Cassandra Crossing/ Find My? O Find Me?

(604) — Google comunica perfezionamenti della funzione Find My Device, ormai simile a quella della Mela Morsicata. Ma saranno rose e fiori…


Cassandra Crossing/ Find My? O Find Me?

Animazione di dipolo a semionda che irradia (Chetvorno) — CC0

(604) — Google comunica perfezionamenti della funzione Find My Device, ormai simile a quella della Mela Morsicata. Ma saranno rose e fiori oppure no?

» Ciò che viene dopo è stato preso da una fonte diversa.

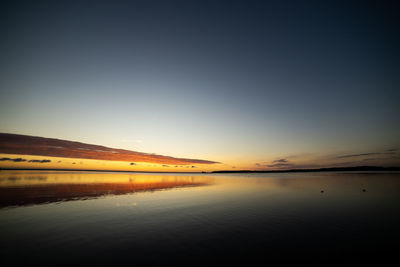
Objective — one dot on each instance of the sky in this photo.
(248, 84)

1 febbraio 2025 — Il covid, ormai meglio mettergli l’iniziale minuscola, ci ha lasciato tanti brutti ricordi, e molti di noi li hanno, consciamente od inconsciamente, in buona parte rimossi. Cassandra però cerca, nei limiti dati dall’età, di ricordarsi sempre quanto più è possibile.

Per cui un annuncio di Google sul miglioramento della funzionalità “Find My Device, simile a quella di Apple “Find My”, ha richiamato alcuni tristi ricordi, proiettandoli nel presente e nel futuro.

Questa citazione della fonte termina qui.